When "idle" isn't idle: how a Linux kernel optimization became a QUIC bug
Key Points
- cwnd stuck at minimum after early loss
- send-time idle-adjustment advanced epoch into the future
- fix: don't advance epoch/recovery into the future
Summary
A port of a Linux CUBIC idle-period optimization into Cloudflare's quiche QUIC implementation caused CUBIC's congestion window (cwnd) to become permanently pinned at its minimum after an early heavy-loss phase. The bug reproduces deterministically in an early-loss then idle scenario: every ACK drove bytes_in_flight to zero, a send-time adjustment advanced the CUBIC epoch/recovery boundary into the future, and the algorithm oscillated between recovery and congestion-avoidance once per RTT instead of growing cwnd. The kernel later avoided this by not setting epoch_start into the future; quiche needed the same guard.
Key Points
-
Reproduction (practical):
- quiche HTTP/3 client/server on localhost, RTT=10ms
- 10 MB download, CUBIC congestion control
- 30% random loss during first 2s, then no loss; 10s test timeout
- Observed ~60% failures (download times out)
-
Observable symptoms:
- cwnd pinned at minimum (≈2700 bytes, two packets) after loss
- ~999 recovery/avoidance transitions in ~6.7s (~1 per RTT)
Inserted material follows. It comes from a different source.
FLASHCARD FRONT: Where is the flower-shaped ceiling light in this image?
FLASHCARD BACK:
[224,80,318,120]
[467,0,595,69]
- bytes_in_flight drops to 0 each ACK and sender emits a two-packet burst
- Reno unaffected (100% pass), confirming CUBIC-specific behavior
-
Root cause (concise):
- Ported idle-time adjustment ran at packet-send time (user-space) and advanced the CUBIC epoch / congestion_recovery_start_time into the future when bytes_in_flight == 0.
- That future epoch made bictcp_update() compute an inflated target, which immediately triggered a recovery vs. avoidance flip each RTT, preventing cwnd growth.
- Kernel follow-up fix: do not set epoch_start in the future; quiche needed the same protection.
-
Fix and mitigation (practical):
- Apply the kernel-style guard: do not advance epoch/recovery-start into the future (clamp the adjustment or skip it when it would move the timestamp ahead).
- Alternatively, perform the idle-duration shift on ACK processing rather than at send time.
- Add a regression test: early heavy loss for first N seconds followed by no loss; assert cwnd recovers and download completes within timeout.
-
Engineering notes:
- The bug requires three simultaneous conditions: a real loss event (recovery boundary set), being in congestion-avoidance, and cwnd collapsed to the two-packet floor.
- Tests should exercise the "idle-after-loss" corner-case not covered by steady-state or slow-start-only suites.
Recommended action items
- Patch quiche to clamp/skip send-time epoch advancement (one-line guard), or move adjustment to ACK handling.
- Add an automated regression reproducing the exact scenario described.
- Backport or audit similar user-space CUBIC ports for the same pattern.